Je pense qu’il faut commencer modestement avec les moyens que nous avons et ensuite savoir où s’adresser pour étendre le projet (crédits pédagogiques, crédits d’équipement, demande spécifique au Conseil Général en montant un projet…).

Il faut savoir également que les CRDP prêtent du matériel pour des périodes plus ou moins longues. Il ne faut pas hésiter à se renseigner. Cela permet de plus, de tester le matériel avant de faire un achat définitif.

  Karine : En ce qui me concerne, le Conseil Général du 92 souhaitait mener une expérimentation sur l’usage de la baladodiffusion en classe de langue. C’est mon collège qui a eu la chance d’être choisi. La meilleure chose à faire est de s’adresser à son conseiller de bassin car l’achat de la mallette iPod est très couteux et un établissement ne peut le financer seul.

10) Faut-il être un crack en informatique ?

  Elisa : Non bien sûr ! Je pense qu’il faut avoir envie de « bidouiller », c’est cela le plus important. Et ne pas hésiter à échanger avec des collègues sur la technique. On est toujours plus riches à plusieurs !
Le CNDP a par ailleurs sorti un petit guide de la baladodiffusion qui est très bien fait et qui vous rassurera quant à l’aspect technique.

https://langues.ac-versailles.fr/spip.php?article331

Enfin, n’oubliez pas que des stages Tice sont proposés chaque année dans les CRDP et à la MDE 78.

http://www.mde78.fr/spip.php?article125

Il y a aussi des stages Tice et disciplinaires proposés au Paf chaque année. Vous trouverez certainement ce dont vous avez besoin.

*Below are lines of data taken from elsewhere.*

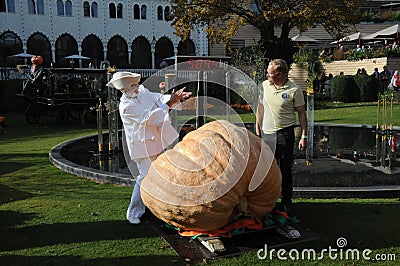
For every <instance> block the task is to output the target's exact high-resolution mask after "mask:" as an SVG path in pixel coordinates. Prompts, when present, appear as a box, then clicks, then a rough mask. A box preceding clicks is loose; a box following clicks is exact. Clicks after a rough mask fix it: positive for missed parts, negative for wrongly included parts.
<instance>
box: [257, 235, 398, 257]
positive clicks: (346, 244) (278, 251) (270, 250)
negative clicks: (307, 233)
mask: <svg viewBox="0 0 400 266" xmlns="http://www.w3.org/2000/svg"><path fill="white" fill-rule="evenodd" d="M336 246H337V248H333V247H331V246H329V247H328V248H325V249H322V250H321V251H320V252H317V251H316V250H315V249H303V250H302V251H299V250H297V249H291V250H285V249H278V250H276V249H270V250H269V249H268V246H267V245H264V248H263V249H259V250H258V251H257V257H258V259H260V260H265V259H269V260H273V259H274V258H275V257H276V258H277V259H279V260H293V261H296V260H308V261H310V260H322V259H324V258H328V259H330V260H352V261H354V260H360V259H364V260H368V261H395V260H396V255H395V254H375V256H372V250H370V249H364V250H358V249H350V248H348V249H344V248H345V247H346V246H347V239H346V238H344V237H339V238H338V239H337V240H336Z"/></svg>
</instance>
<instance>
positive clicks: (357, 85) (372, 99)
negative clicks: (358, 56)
mask: <svg viewBox="0 0 400 266" xmlns="http://www.w3.org/2000/svg"><path fill="white" fill-rule="evenodd" d="M378 93H379V81H378V80H377V79H376V78H375V77H373V76H368V75H354V76H353V75H339V76H335V77H334V78H333V79H332V82H331V96H332V99H333V100H334V101H339V102H370V101H376V100H377V99H378Z"/></svg>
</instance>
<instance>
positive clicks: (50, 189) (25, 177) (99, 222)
mask: <svg viewBox="0 0 400 266" xmlns="http://www.w3.org/2000/svg"><path fill="white" fill-rule="evenodd" d="M5 116H6V119H7V120H6V134H5V135H0V235H1V237H0V265H184V264H185V262H184V261H183V260H182V259H181V258H179V257H178V256H177V255H176V254H175V253H174V252H173V250H172V249H171V248H170V247H169V246H168V245H166V243H165V242H164V241H163V240H162V239H161V238H160V236H159V235H158V234H157V233H156V232H155V231H154V230H153V229H152V227H151V226H150V225H149V224H147V223H142V224H141V225H139V226H132V225H130V224H129V223H128V222H127V221H126V220H125V217H124V216H125V210H126V207H127V204H128V203H129V198H130V194H131V188H128V187H121V186H115V185H110V184H97V183H94V182H92V181H88V180H84V179H81V178H78V177H76V176H74V175H70V174H67V173H64V172H62V171H60V170H58V169H57V168H55V167H54V166H52V165H51V164H50V163H49V160H48V152H49V150H50V149H51V148H52V147H53V146H55V145H57V144H59V143H61V142H63V141H66V140H69V139H72V138H76V137H79V136H84V135H89V134H95V133H96V127H95V125H88V126H82V125H80V124H79V123H78V122H76V121H72V122H70V123H68V124H67V125H63V126H59V125H57V124H56V123H55V118H54V117H48V118H45V119H43V120H42V122H41V123H40V124H39V125H36V126H32V125H29V124H28V123H27V122H26V121H25V119H24V116H23V115H20V114H7V115H5ZM315 117H316V119H315V120H316V122H321V123H357V124H371V125H374V124H375V123H376V105H375V106H374V105H373V104H367V105H366V106H363V105H358V104H337V105H336V104H329V105H328V106H326V109H322V110H317V111H316V113H315ZM345 117H347V118H345ZM396 117H399V108H398V106H396ZM396 121H397V123H399V120H398V119H396ZM399 178H400V176H399ZM294 208H295V213H296V216H297V217H298V218H299V219H300V220H301V222H302V224H304V225H306V226H307V227H309V228H311V229H312V231H313V232H315V233H317V234H318V235H319V236H320V238H319V239H318V240H316V241H312V242H308V243H306V244H303V245H299V246H294V247H293V246H292V247H289V248H288V250H290V249H292V248H297V249H298V250H300V251H301V250H302V249H305V248H308V249H311V248H312V249H315V250H316V251H317V252H320V251H321V250H323V249H328V248H329V247H332V248H336V247H337V246H336V241H337V239H338V238H339V237H344V238H346V239H347V242H348V245H347V246H346V247H348V248H357V249H360V250H364V249H371V250H372V253H371V254H370V257H373V256H375V255H376V254H395V255H396V258H397V261H391V262H389V261H387V262H385V263H383V262H377V261H374V262H371V261H365V260H363V259H361V260H358V261H353V260H344V259H343V260H340V259H337V260H331V259H329V257H328V256H325V258H324V260H322V261H311V262H307V261H301V260H300V261H291V260H289V261H281V260H279V259H278V258H277V257H274V258H273V260H272V261H270V260H260V259H258V258H257V253H256V252H250V253H246V254H243V255H242V256H240V257H236V258H229V259H219V260H216V261H212V262H210V264H212V265H240V266H242V265H371V264H372V265H398V264H399V261H400V247H399V243H400V242H399V233H398V230H397V225H398V223H399V220H400V201H399V199H333V200H324V199H296V203H295V206H294Z"/></svg>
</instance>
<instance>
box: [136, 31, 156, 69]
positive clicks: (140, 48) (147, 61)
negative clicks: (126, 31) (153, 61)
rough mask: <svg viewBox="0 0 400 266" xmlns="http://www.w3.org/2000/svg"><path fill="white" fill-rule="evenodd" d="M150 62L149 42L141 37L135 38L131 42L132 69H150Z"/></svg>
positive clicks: (145, 38)
mask: <svg viewBox="0 0 400 266" xmlns="http://www.w3.org/2000/svg"><path fill="white" fill-rule="evenodd" d="M151 60H152V58H151V46H150V43H149V41H148V40H147V39H146V38H144V37H142V36H140V37H137V38H136V39H135V40H134V41H133V42H132V55H131V64H132V68H145V69H150V68H151V67H152V66H151Z"/></svg>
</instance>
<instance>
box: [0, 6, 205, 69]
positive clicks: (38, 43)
mask: <svg viewBox="0 0 400 266" xmlns="http://www.w3.org/2000/svg"><path fill="white" fill-rule="evenodd" d="M171 10H172V8H171V3H170V1H167V0H150V1H144V0H143V1H140V0H139V1H138V0H123V1H122V0H89V1H81V0H0V66H12V65H14V66H15V62H14V61H13V60H16V59H12V60H10V58H9V56H11V55H15V54H18V53H29V54H34V55H41V56H42V57H43V58H44V65H45V66H50V65H53V66H55V67H65V66H69V64H70V62H69V60H66V59H65V57H66V56H70V55H79V56H85V57H88V58H90V60H82V61H81V62H80V63H81V64H83V66H84V67H85V66H86V67H87V66H89V64H90V65H91V66H93V67H97V68H99V67H101V64H102V62H106V61H108V62H109V64H110V65H111V66H116V67H117V68H135V69H158V68H160V64H162V62H163V60H164V59H165V58H168V57H172V56H175V55H208V54H209V52H208V50H209V48H208V40H207V35H206V33H205V32H204V31H203V30H201V29H198V30H196V31H193V32H192V33H191V37H190V39H188V40H186V41H184V42H183V41H182V40H181V38H179V37H178V36H176V35H175V34H174V28H173V27H172V26H171V22H172V20H171V16H170V14H171Z"/></svg>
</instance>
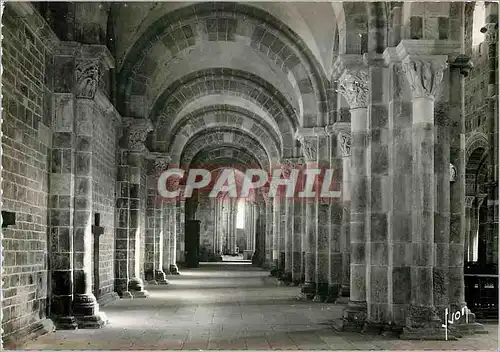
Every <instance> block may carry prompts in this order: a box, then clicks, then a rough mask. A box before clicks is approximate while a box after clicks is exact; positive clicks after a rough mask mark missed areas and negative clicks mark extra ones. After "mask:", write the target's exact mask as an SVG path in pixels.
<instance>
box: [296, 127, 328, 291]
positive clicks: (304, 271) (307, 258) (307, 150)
mask: <svg viewBox="0 0 500 352" xmlns="http://www.w3.org/2000/svg"><path fill="white" fill-rule="evenodd" d="M318 135H321V136H322V137H324V136H325V135H326V133H325V130H324V129H321V128H303V129H299V130H297V132H296V133H295V138H296V139H297V140H298V141H299V142H300V145H301V149H302V153H303V155H304V161H305V166H306V171H305V172H308V171H307V170H311V172H312V170H316V169H317V168H318V143H319V140H320V139H319V138H318ZM323 141H324V139H323ZM307 177H314V174H313V173H311V175H310V176H309V175H308V176H307ZM305 184H306V185H307V181H305ZM309 191H311V192H314V191H315V190H313V189H311V190H309ZM303 199H304V206H305V209H304V218H305V232H304V235H305V236H304V242H303V244H304V246H303V248H304V252H305V253H304V255H305V263H304V274H305V275H304V276H305V278H304V280H305V281H304V285H303V286H302V289H301V296H300V297H301V298H302V299H314V297H315V296H316V293H317V284H318V282H317V279H318V278H320V279H322V280H324V281H323V282H321V283H320V284H322V285H325V283H326V287H328V277H327V274H325V271H326V272H327V271H328V261H326V263H325V262H324V260H322V262H321V264H322V265H324V266H325V267H321V270H320V271H318V266H317V260H318V257H317V255H318V251H317V248H318V224H317V222H318V220H317V219H318V213H317V211H318V210H317V207H318V200H317V197H308V198H303ZM323 235H324V234H323V232H322V233H321V236H323ZM327 243H328V242H327ZM320 245H321V246H322V247H321V248H322V252H321V253H323V250H324V246H326V244H324V241H323V237H321V241H320ZM327 248H328V247H327ZM322 258H323V259H324V256H323V257H322ZM326 258H328V256H326ZM318 273H319V276H318ZM323 274H325V275H323ZM325 281H326V282H325Z"/></svg>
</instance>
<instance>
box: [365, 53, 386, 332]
mask: <svg viewBox="0 0 500 352" xmlns="http://www.w3.org/2000/svg"><path fill="white" fill-rule="evenodd" d="M365 61H366V62H367V63H368V65H369V69H368V77H367V80H368V87H369V98H368V102H369V104H368V117H369V119H368V129H367V141H366V143H367V150H366V154H365V155H366V175H367V182H368V183H367V212H366V224H367V229H366V241H367V245H366V301H367V323H368V324H367V325H366V326H365V330H366V329H372V330H375V331H380V330H381V329H384V328H385V325H386V323H387V322H388V321H389V319H387V317H388V316H390V314H391V310H390V304H389V297H390V296H389V292H390V291H391V287H392V284H391V282H390V281H391V280H390V279H389V278H390V273H391V272H392V261H391V259H389V258H390V253H391V251H390V249H391V246H392V242H393V241H392V233H391V231H390V230H389V226H388V224H389V220H390V216H389V204H390V202H389V199H390V197H391V193H390V187H387V185H388V184H389V180H390V175H389V173H390V172H389V143H390V142H389V119H388V113H389V111H388V110H389V109H388V104H387V98H388V94H387V93H388V91H389V90H388V89H387V88H388V87H387V86H386V85H383V84H381V82H386V81H387V80H388V78H389V77H390V75H389V72H390V70H389V68H387V67H385V66H386V64H385V61H384V58H383V56H382V55H381V54H374V53H373V54H371V55H367V56H365Z"/></svg>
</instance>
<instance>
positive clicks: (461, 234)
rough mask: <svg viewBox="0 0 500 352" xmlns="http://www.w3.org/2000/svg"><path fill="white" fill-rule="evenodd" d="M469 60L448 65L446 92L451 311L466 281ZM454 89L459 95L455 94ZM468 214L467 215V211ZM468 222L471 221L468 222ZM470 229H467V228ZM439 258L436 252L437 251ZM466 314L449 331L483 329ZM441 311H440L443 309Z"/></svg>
mask: <svg viewBox="0 0 500 352" xmlns="http://www.w3.org/2000/svg"><path fill="white" fill-rule="evenodd" d="M471 69H472V63H471V62H470V60H469V57H467V56H463V55H462V56H459V57H458V58H456V59H455V60H454V61H453V62H452V63H451V65H450V70H449V75H450V80H449V81H450V90H451V92H450V93H449V99H450V102H449V108H448V109H447V111H448V113H449V119H450V121H449V122H450V123H449V125H450V126H449V128H448V130H449V136H450V137H449V138H450V160H449V163H450V164H449V165H450V167H449V168H448V170H449V172H450V174H449V175H448V176H449V179H448V181H449V184H450V193H449V195H448V196H449V204H450V223H449V229H450V236H449V249H448V250H449V254H448V257H449V263H448V265H449V267H448V270H447V274H448V290H447V291H448V302H447V303H448V305H449V307H450V309H451V311H452V312H455V311H458V310H460V311H461V310H462V309H463V308H464V307H466V302H465V280H464V257H465V256H464V253H465V248H467V247H466V246H465V244H466V242H468V238H469V233H468V232H467V215H469V220H470V212H471V211H470V210H471V209H470V208H471V207H472V201H469V203H470V206H469V207H466V205H467V204H466V202H464V200H466V199H467V198H472V199H473V197H466V196H465V189H466V187H465V182H466V180H465V113H464V107H463V102H464V94H465V89H464V77H467V76H468V75H469V72H470V70H471ZM457 91H458V92H459V94H457ZM467 213H468V214H467ZM469 224H470V222H469ZM469 229H470V228H469ZM436 258H439V253H437V254H436ZM467 310H468V312H467V319H466V317H461V319H460V320H459V321H458V323H457V324H454V325H453V326H451V327H450V329H452V331H453V330H454V331H456V332H458V335H459V336H460V335H462V334H463V333H478V332H484V331H485V330H484V328H483V326H482V325H481V324H478V323H476V322H475V315H474V314H473V312H471V311H470V310H469V309H467ZM440 314H443V312H442V308H441V311H440Z"/></svg>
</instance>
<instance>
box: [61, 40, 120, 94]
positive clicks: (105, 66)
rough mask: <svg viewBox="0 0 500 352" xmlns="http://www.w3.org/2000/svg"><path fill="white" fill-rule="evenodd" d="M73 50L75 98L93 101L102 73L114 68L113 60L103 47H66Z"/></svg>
mask: <svg viewBox="0 0 500 352" xmlns="http://www.w3.org/2000/svg"><path fill="white" fill-rule="evenodd" d="M66 46H67V47H66V48H65V49H64V50H66V51H67V50H73V52H74V53H75V55H76V59H75V96H76V97H77V98H79V99H94V97H95V95H96V92H97V90H98V87H99V78H100V77H101V75H102V73H103V72H106V71H107V70H109V69H110V68H113V67H114V59H113V56H112V55H111V53H110V52H109V50H108V49H107V47H106V46H104V45H79V44H77V45H76V46H75V45H66Z"/></svg>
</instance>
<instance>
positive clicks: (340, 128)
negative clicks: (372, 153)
mask: <svg viewBox="0 0 500 352" xmlns="http://www.w3.org/2000/svg"><path fill="white" fill-rule="evenodd" d="M325 131H326V133H328V134H334V135H336V136H337V138H338V139H337V142H338V143H339V146H340V150H341V152H342V156H344V157H349V156H351V124H350V123H349V122H335V123H334V124H333V125H330V126H326V127H325Z"/></svg>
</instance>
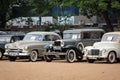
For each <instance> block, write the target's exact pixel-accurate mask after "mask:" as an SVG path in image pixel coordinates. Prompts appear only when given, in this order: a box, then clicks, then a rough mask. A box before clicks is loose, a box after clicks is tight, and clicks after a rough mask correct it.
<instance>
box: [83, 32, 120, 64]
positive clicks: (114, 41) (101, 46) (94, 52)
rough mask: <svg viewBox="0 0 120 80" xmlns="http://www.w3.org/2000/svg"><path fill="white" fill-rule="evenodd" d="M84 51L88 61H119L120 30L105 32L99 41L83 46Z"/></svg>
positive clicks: (91, 62) (113, 62)
mask: <svg viewBox="0 0 120 80" xmlns="http://www.w3.org/2000/svg"><path fill="white" fill-rule="evenodd" d="M84 52H85V56H86V57H87V61H88V62H89V63H93V62H94V61H95V60H106V61H107V62H109V63H114V62H116V61H119V59H120V32H108V33H105V34H104V35H103V37H102V40H101V42H96V43H94V44H93V46H87V47H85V49H84Z"/></svg>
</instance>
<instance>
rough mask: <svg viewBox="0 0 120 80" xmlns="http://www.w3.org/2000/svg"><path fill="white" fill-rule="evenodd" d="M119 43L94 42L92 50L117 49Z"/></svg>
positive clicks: (107, 42) (115, 42)
mask: <svg viewBox="0 0 120 80" xmlns="http://www.w3.org/2000/svg"><path fill="white" fill-rule="evenodd" d="M118 44H119V43H117V42H111V41H107V42H105V41H102V42H96V43H94V45H93V48H112V47H117V46H119V45H118Z"/></svg>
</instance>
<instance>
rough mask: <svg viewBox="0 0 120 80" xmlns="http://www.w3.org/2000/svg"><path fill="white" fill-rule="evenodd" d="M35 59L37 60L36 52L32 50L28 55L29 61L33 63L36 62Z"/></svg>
mask: <svg viewBox="0 0 120 80" xmlns="http://www.w3.org/2000/svg"><path fill="white" fill-rule="evenodd" d="M37 58H38V53H37V51H35V50H33V51H32V52H31V53H30V61H32V62H35V61H37Z"/></svg>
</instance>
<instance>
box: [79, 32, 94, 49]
mask: <svg viewBox="0 0 120 80" xmlns="http://www.w3.org/2000/svg"><path fill="white" fill-rule="evenodd" d="M91 41H92V40H91V33H90V32H89V31H87V32H82V33H81V42H82V43H83V45H84V47H85V46H90V45H91Z"/></svg>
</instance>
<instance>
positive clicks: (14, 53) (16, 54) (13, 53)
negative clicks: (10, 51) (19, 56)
mask: <svg viewBox="0 0 120 80" xmlns="http://www.w3.org/2000/svg"><path fill="white" fill-rule="evenodd" d="M9 55H10V56H17V55H18V53H15V52H10V53H9Z"/></svg>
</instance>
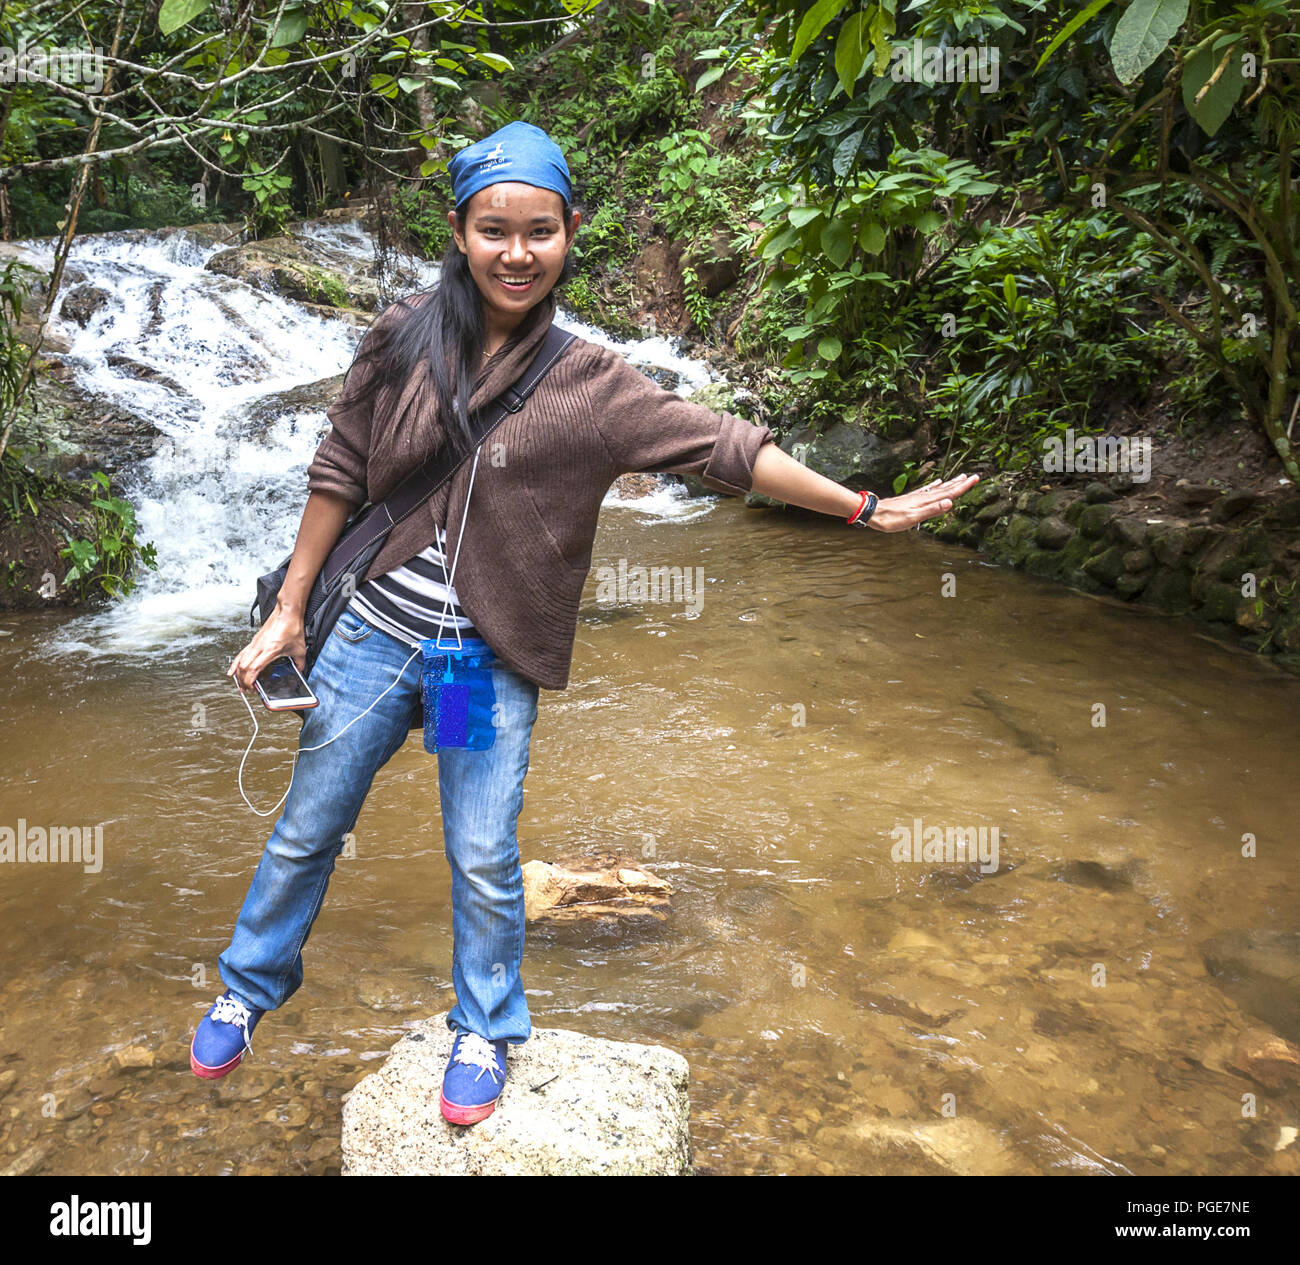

http://www.paf.ac-versailles.fr/consultation.asp

Enfin, si votre établissement se dote d’un matériel spécifique, sachez que vous pouvez demander un stage d’établissement s’adaptant à vos besoins spécifiques.

 
Karine :
Si vous avez déjà utilisé un MP3 quel qu’il soit, vous saurez vous débrouiller. Se posent parfois des problèmes de format qu’il faut convertir, mais internet recèle de logiciels gratuits de conseils, de tutoriels pour nous aider. Il suffit de chercher un peu.